Knowledge graphs help small LLMs but hurt large ones in zero-shot classification
Adding per-article knowledge graphs boosts small LLMs but backfires on large ones by 5x cost.
Shahana Akter and colleagues propose a zero-shot multi-label topic classification framework that operates without labeled training data. The base framework includes four variants: article-only classification, keyword-enhanced classification, and self-consistency decoding variants of both. They then augment each variant with a per-article knowledge graph extracted via a KGGen-like pipeline of subject-predicate-object triples. This yields eight methods (four base, four graph-augmented) tested across 15 large language models (LLMs) and eight multi-label datasets from different domains.

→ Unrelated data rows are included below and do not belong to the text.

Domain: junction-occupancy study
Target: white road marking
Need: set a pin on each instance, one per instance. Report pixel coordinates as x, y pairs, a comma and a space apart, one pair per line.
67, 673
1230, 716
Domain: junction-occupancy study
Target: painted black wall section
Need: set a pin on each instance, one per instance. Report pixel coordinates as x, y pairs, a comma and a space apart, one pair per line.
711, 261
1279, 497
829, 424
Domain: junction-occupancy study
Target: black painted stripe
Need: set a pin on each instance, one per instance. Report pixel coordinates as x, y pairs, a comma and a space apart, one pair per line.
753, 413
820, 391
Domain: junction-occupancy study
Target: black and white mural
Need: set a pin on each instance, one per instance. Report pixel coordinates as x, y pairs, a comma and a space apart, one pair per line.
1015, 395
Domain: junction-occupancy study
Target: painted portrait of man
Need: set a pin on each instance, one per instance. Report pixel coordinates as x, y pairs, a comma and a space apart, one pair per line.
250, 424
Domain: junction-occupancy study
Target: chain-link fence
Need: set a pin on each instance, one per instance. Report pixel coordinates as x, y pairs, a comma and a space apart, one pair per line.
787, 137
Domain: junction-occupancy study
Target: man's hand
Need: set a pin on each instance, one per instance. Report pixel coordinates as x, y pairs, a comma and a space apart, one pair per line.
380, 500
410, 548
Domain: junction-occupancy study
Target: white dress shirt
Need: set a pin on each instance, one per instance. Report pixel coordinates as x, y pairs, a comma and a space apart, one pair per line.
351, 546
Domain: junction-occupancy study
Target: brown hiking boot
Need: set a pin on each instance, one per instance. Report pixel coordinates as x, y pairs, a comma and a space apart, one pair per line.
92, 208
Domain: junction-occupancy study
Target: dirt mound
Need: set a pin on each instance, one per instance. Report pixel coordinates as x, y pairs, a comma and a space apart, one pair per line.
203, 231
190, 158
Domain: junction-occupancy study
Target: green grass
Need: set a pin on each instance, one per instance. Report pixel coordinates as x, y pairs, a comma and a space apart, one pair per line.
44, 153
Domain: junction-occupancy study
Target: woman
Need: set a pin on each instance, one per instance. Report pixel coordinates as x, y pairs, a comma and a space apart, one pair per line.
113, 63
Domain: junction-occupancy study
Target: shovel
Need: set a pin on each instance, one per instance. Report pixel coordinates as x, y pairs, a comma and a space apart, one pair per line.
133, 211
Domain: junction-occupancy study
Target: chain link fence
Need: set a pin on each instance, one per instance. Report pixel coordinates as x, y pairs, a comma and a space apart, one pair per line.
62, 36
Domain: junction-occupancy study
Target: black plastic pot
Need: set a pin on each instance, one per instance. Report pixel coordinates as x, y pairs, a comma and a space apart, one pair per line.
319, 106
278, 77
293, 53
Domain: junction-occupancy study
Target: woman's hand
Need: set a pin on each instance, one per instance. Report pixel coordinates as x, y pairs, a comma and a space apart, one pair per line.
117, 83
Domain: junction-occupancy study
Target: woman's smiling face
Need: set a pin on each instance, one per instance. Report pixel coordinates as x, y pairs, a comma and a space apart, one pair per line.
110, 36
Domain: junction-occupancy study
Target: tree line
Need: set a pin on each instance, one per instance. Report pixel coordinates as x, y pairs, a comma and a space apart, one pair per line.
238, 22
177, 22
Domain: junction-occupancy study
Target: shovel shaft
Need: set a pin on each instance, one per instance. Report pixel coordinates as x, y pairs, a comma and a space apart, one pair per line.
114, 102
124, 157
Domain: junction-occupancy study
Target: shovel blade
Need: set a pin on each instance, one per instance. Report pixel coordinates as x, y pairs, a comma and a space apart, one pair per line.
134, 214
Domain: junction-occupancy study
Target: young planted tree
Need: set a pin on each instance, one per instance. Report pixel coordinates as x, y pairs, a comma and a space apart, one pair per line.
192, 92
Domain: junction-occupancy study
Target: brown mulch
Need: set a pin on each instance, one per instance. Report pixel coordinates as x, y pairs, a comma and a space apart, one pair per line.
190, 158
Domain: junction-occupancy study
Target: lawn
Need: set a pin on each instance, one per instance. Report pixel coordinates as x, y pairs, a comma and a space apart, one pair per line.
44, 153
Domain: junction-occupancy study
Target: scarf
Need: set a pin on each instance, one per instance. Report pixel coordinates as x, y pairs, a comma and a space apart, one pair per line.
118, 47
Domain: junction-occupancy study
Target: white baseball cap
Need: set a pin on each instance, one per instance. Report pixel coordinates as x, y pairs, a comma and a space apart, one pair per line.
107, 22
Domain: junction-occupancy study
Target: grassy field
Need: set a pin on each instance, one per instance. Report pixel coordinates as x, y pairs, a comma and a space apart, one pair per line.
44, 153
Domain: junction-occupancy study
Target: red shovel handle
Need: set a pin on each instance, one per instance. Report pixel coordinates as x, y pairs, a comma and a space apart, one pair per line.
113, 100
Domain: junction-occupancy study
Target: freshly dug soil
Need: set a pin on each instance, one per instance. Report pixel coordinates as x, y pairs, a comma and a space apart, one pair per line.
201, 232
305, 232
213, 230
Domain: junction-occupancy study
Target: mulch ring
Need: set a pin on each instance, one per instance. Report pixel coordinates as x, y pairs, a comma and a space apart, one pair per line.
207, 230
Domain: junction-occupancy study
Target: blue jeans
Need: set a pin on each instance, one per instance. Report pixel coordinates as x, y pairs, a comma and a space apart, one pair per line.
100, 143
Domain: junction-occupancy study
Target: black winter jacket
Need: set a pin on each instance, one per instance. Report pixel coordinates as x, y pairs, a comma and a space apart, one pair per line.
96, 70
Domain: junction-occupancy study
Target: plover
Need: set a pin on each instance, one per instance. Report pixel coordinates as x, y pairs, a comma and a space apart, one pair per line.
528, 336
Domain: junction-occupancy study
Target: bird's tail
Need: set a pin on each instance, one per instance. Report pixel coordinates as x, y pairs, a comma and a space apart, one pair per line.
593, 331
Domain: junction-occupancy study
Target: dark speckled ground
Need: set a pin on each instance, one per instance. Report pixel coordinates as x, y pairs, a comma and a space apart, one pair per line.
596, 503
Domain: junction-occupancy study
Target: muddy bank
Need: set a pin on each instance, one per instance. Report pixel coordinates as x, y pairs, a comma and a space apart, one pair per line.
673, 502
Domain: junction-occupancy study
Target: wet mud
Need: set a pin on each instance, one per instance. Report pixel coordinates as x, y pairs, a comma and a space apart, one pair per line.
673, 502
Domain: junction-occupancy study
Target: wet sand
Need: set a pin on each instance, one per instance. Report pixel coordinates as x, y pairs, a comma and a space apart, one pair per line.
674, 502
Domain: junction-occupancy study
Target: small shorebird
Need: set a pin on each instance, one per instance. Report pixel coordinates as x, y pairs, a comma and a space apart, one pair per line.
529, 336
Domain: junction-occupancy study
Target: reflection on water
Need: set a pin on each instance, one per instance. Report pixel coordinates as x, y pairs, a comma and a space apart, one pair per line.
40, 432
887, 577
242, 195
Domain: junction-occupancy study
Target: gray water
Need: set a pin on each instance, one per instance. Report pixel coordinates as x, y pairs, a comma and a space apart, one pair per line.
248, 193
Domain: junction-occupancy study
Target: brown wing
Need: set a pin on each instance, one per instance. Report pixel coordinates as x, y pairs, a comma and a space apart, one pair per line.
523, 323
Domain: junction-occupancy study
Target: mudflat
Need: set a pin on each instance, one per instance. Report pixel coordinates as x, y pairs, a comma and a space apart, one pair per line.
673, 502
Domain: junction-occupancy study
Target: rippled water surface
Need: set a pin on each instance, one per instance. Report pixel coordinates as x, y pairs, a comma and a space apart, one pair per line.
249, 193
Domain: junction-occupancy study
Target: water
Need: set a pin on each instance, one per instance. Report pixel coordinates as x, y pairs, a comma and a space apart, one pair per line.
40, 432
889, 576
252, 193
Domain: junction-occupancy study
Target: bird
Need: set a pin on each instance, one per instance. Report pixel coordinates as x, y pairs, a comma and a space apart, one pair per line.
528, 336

Results reveal a clear divide: keyword-enhanced classification (AK) performed best among base methods, with six of 15 LLMs surpassing a sentence-encoder baseline. However, graph augmentation had opposite effects on model sizes—it improved small models but hurt large models, indicating that larger LLMs already encode sufficient relational knowledge from pretraining. Self-consistency decoding consistently failed to boost performance while increasing computational cost roughly fivefold. The study provides practical guidance for when to invest in knowledge graph augmentation for zero-shot classification.
- Framework uses four base variants (article-only, keyword-enhanced, plus self-consistency variants) and four KG-augmented versions.
- Graph augmentation improves small LLMs but degrades large ones, as large models already possess relational knowledge.
- Self-consistency decoding adds 5x compute cost with zero performance gain across all experiments.
Why It Matters
Zero-shot classification is vital for rapid NLP deployment; this study shows when to use knowledge graphs based on model size.